Barry McGovern as Scrooge in the 2009 Gate production of  'A Christmas Carol'. Photo Patrick Redmond.jpg

Barry McGovern as Scrooge in the 2009 Gate production of 'A Christmas Carol'. Photo Patrick Redmond.jpg

Stephen Brennan as The Ghost of Christmas Present and Barry McGovern as Scrooge in the 2009 Gate production of  'A Christmas Carol'. Photo Patrick Redmond

Stephen Brennan as The Ghost of Christmas Present and Barry McGovern as Scrooge in the 2009 Gate production of 'A Christmas Carol'. Photo Patrick Redmond

Stephen Brennan and Barbara Brennan in the 2009 Gate production of 'A Christmas Carol'. Photo Patrick Redmond

Stephen Brennan and Barbara Brennan in the 2009 Gate production of 'A Christmas Carol'. Photo Patrick Redmond

If you’re not close to bursting into tears every time Tiny Tim says “God bless us every one”, you might not be a fit reviewer of an adaptation of A Christmas Carol.
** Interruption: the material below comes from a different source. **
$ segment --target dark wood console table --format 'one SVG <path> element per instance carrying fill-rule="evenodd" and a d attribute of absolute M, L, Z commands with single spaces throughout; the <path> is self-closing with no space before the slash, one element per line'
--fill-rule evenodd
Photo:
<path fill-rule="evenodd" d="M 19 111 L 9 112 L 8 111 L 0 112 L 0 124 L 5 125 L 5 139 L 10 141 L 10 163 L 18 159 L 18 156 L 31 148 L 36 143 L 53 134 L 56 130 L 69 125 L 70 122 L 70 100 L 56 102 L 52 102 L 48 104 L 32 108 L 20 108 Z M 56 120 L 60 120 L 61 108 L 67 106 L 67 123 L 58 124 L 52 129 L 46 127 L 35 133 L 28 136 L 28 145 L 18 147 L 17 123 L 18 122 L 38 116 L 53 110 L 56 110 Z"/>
But Dickens is my favourite novelist, Christmas, my favourite time of the year, and I can be relied on to bawl for Tiny Tim every time.

That’s why this Gate production disappointed me so much. Because I wasn’t convinced that the cast or the director would ever bawl for Tiny Tim. Certainly not at a matinée performance a week before Christmas, anyway.

A novella does not become, to repeat the cliché, “a timeless classic” unless it contains some huge emotional truth. In A Christmas Carol, which Dickens wrote in 1843, he travelled to the heart of his own emotional loneliness as a young child, packed off to work in a blacking factory because his father was imprisoned for debts.

He fictionalises this loneliness in the figure of the young Scrooge, who is left alone at school every Christmas. In a rather simplistic, but quite compelling psychological analysis, he portrays Scrooge as a man who has built a wall of money around himself to defeat the loneliness of his childhood.

“You fear the world too much,” says his fiancée as she leaves him, in a passage used in John Mortimer’s adaptation. “All your other hopes have merged into the hope of being beyond the chance of its sordid reproach.” We have all known people with this flaw, and indeed, we are living in a time when it seems as if a whole financial system has been built on it. The novella has never been more topical, either, in its evocation of the horrors of poverty, as world leaders argue in Copenhagen about whether to starve or drown with carbon the people of the developing world.

But loosen your grasp on the emotional truth of the story, and it becomes a pantomime. And that is, largely, what Alan Stanford’s revival of this 2002 production is. And it was appreciated as such by the audience who laughed loudly as Stephen Brennan slid or bounded across the stage as Ghosts of Christmas Past, Present and Future.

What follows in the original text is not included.